Some vendors have publicly criticised the deal as inappropriate, saying many people who sell the Big Issue have problems with alcohol dependency.
Fairhills claims to be one of the largest Fairtrade-accredited projects in the world. A joint venture between Origin and Du Toitskloof Winery, it unites 22 South African farms and supplies wine to UK retailers including Tesco, Waitrose and the Co-op.
Origin chief executive Bernard Fontannaz said he was not surprised by the criticism and “welcomed the debate”, but insisted the deal was a gesture of support for homeless people.
He did not reveal how much the arrangement was worth, but said it was enough to finance “a fair advertising campaign in a glossy magazine”.
“We’re selling a lot of wine in the UK and realise that South Africa does not have the monopoly on social problems,” he said. “Consumers are contributing to the welfare of people in South Africa but we should also contribute to the society in which we’re selling the wine. We could have spent the money on advertising in a magazine. We obviously get some exposure, because we’re still a business at the end of the day, but we’re helping people who have slipped out of society.”?He said the tabards helped make Big Issue sellers more easily identifiable and approachable.

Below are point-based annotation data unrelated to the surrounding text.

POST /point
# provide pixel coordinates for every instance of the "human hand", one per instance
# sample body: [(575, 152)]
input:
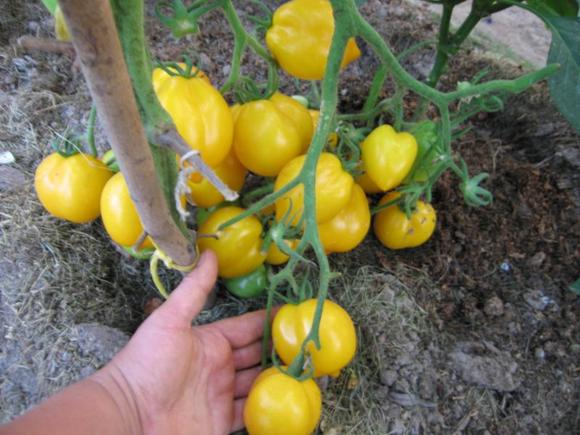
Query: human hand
[(175, 379)]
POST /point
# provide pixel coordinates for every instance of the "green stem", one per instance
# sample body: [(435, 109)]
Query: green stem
[(129, 18), (242, 39), (442, 45), (90, 135), (512, 86), (376, 87)]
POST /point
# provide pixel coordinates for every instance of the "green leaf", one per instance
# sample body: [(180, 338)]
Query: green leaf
[(565, 50), (50, 5), (564, 8)]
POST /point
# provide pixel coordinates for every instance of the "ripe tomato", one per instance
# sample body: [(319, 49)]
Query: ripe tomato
[(300, 38), (332, 139), (278, 404), (270, 133), (368, 185), (230, 171), (238, 247), (396, 231), (388, 156), (70, 187), (333, 189), (276, 257), (201, 115), (119, 214), (337, 335), (248, 286), (349, 227)]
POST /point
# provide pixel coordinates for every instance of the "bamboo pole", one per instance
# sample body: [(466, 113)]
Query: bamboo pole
[(95, 39)]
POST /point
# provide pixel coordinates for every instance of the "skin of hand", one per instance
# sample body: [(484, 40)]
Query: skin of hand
[(171, 378), (191, 380)]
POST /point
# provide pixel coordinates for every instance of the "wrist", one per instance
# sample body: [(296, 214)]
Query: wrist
[(112, 380)]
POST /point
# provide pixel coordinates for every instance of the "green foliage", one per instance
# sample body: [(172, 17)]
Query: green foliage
[(565, 84), (564, 8), (50, 5)]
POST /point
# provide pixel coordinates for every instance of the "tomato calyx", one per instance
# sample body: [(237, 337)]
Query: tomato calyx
[(186, 69), (348, 149), (139, 254), (110, 161), (179, 18), (67, 145)]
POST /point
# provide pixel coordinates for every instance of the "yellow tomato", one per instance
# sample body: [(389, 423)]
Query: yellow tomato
[(333, 189), (281, 405), (70, 187), (348, 228), (300, 38), (275, 256), (119, 214), (332, 139), (396, 231), (337, 335), (270, 133), (368, 185), (388, 156), (230, 171), (200, 113), (238, 247)]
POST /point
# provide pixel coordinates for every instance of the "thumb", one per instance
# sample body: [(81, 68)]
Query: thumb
[(187, 300)]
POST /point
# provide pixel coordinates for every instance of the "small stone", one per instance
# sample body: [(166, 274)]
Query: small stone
[(493, 307), (389, 377), (537, 259), (486, 366), (537, 300), (99, 341)]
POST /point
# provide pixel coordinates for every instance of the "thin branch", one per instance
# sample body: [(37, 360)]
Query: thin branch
[(110, 86)]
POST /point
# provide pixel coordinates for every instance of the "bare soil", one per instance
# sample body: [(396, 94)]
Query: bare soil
[(475, 332)]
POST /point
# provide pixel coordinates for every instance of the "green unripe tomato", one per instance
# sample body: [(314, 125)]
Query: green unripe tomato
[(248, 286)]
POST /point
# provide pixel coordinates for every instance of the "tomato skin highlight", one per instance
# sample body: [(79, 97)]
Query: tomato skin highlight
[(230, 171), (238, 247), (248, 286), (388, 156), (281, 405), (70, 187), (333, 189), (276, 257), (270, 133), (300, 37), (337, 335), (119, 214), (200, 113), (395, 231), (332, 139), (348, 228)]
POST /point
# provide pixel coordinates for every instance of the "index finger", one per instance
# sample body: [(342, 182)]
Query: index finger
[(242, 330)]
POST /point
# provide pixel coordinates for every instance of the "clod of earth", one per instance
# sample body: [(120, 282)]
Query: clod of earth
[(485, 365)]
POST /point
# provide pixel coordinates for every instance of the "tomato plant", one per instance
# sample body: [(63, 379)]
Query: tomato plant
[(120, 217), (314, 156), (270, 133), (280, 404), (242, 237), (70, 187), (248, 286), (397, 231), (337, 335)]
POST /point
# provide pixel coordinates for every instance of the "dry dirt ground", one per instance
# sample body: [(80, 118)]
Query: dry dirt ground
[(475, 332)]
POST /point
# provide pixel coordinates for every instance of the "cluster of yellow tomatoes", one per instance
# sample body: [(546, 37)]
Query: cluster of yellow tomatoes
[(269, 138)]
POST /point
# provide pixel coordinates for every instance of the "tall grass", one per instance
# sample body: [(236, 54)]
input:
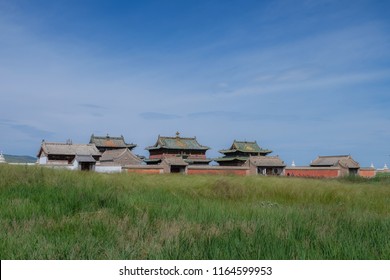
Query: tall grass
[(58, 214)]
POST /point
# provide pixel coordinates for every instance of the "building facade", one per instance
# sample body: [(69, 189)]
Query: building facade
[(179, 151), (240, 152)]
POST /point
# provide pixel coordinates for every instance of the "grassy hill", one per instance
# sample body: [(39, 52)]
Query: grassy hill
[(58, 214), (19, 159)]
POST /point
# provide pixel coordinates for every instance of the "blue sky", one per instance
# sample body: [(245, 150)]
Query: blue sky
[(302, 78)]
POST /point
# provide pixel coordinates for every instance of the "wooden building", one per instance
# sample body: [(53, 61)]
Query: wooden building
[(347, 165), (265, 165), (187, 151), (119, 157), (239, 153), (106, 143), (68, 155), (328, 167)]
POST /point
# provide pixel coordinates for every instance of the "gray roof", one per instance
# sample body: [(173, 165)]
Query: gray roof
[(245, 147), (114, 155), (110, 142), (343, 161), (50, 148), (175, 161), (267, 161), (177, 143), (84, 158)]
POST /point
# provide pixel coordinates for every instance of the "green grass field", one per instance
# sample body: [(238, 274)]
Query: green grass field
[(58, 214)]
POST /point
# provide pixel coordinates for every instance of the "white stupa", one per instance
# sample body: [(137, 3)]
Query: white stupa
[(2, 159)]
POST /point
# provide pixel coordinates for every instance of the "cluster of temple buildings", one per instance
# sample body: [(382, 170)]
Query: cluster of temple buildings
[(178, 154)]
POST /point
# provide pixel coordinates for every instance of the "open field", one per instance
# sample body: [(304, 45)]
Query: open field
[(58, 214)]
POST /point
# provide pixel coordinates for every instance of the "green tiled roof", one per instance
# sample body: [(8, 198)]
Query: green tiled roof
[(231, 159), (177, 143), (246, 147), (110, 142)]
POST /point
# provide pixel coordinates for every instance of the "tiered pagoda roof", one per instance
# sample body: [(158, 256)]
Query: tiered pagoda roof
[(186, 148), (240, 151), (177, 143), (107, 142)]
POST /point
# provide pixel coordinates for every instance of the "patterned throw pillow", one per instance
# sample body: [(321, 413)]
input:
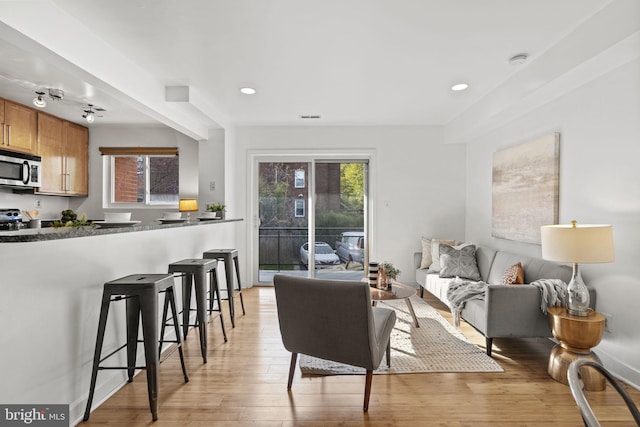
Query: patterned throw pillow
[(459, 261), (514, 275), (426, 253), (435, 253)]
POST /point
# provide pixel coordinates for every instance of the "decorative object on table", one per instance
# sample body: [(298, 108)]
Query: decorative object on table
[(436, 346), (525, 189), (374, 269), (577, 244), (388, 273), (218, 208), (171, 216), (69, 218), (117, 216), (188, 206)]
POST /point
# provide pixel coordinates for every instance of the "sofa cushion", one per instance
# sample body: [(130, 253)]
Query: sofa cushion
[(514, 275), (459, 261), (534, 268), (426, 253), (435, 253)]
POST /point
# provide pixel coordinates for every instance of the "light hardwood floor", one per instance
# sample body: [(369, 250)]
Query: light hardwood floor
[(244, 384)]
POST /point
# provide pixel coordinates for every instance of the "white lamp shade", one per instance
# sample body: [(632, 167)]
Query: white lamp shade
[(577, 243)]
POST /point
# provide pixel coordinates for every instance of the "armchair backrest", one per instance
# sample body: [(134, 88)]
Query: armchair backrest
[(328, 319)]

Mike Nicholas, a spokesman for homeless charity Thames Reach, praised the deal. “Superstrength lagers and ciders are the biggest killers of homeless people in the UK, not Fairtrade wines,” he said.
“Fairhills does a lot of work to support people with alcohol problems in South Africa and it’s great to see a company backing a homeless charity.”?Big Issue founder John Bird said: “We are enormously grateful to Fairhills for enabling us to produce a national uniform for our 3,200 UK vendors.
“We hope the jackets will not only provide protection against the elements but will increase the visibility of our vendors and make them more approachable – hence ultimately helping them sell more magazines.
“In sponsoring these jackets Fairhills has improved vendor safety and increased their potential earning power.”